I had always thought there was something strange about the FBI’s interview of Michael Flynn at the start of the Trump administration, as well as the charges leveled by Mueller’s team against the general for lying to the FBI in that interview. But Flynn had pleaded guilty to those charges, and the Department of Justice ordinarily has a strong interest in keeping guilty pleas from being upset. For that reason, I had planned to let matters play out in the normal course—which meant that I expected Flynn to be sentenced to between zero and six months. I had not discussed the department’s handling of the Flynn case with the President or anyone else at the White House.

At the beginning of 2020, however, two developments occurred that required taking a closer look at the charges brought against General Michael Flynn by Mueller’s office and the ongoing dispute over Flynn’s pending guilty plea.

One of the developments drawing new attention to the Flynn matter was the widening scope of the Durham investigation. Originally, I thought the main focus would be the FBI’s activities prior to the 2016 election. But, by the end of 2019, it was clear that the FBI’s conduct just after the election potentially raised even more serious questions.

In late December 2016 and January 2017, it appeared that the FBI had doubled down on its counterintelligence investigation of the Trump campaign—that is, just as Trump was entering office. By then, the collusion narrative was beginning to collapse under the weight of counterevidence, but the bureau’s leadership wasn’t behaving that way. Instead, it upped the ante by going after Flynn without any apparent basis. Figuring out the FBI’s motivations for redoubling its efforts pursuing the discredited collusion narrative required a closer look at its handling of the Flynn affair. Thus, even if Flynn’s defense counsel had not challenged the guilty plea, just our own investigative interest in the FBI’s actions called for a review of the Flynn case.

The second development requiring an examination of the Flynn case occurred during the fall of 2019 through January 2020, when his new defense counsel, Sidney Powell, filed a raft of motions seeking to withdraw Flynn’s guilty plea. The motions claimed prosecutorial misconduct, alleged the withholding of exculpatory evidence by the government, and asserted that the lawyers who advised him to plead guilty to lying to the FBI had a conflict of interest. Flynn’s original attorneys, Powell’s motions claimed, had advised Flynn, before he returned to government, about his consulting work on behalf of Turkey, which related to the matter that was being dropped as part of the plea.

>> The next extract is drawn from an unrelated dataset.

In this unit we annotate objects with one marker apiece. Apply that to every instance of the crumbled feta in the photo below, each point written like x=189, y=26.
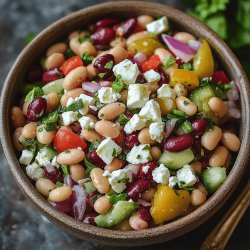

From early in the Trump administration, Powell, a DOJ alumnus in private practice, had appeared frequently on Fox News shows challenging the Russiagate narrative and the Mueller investigation. Some of her criticisms proved justified, and the President had become a big fan of hers. Before I went into the department, he suggested I consider her for a position there. I took this under advisement but never acted on it.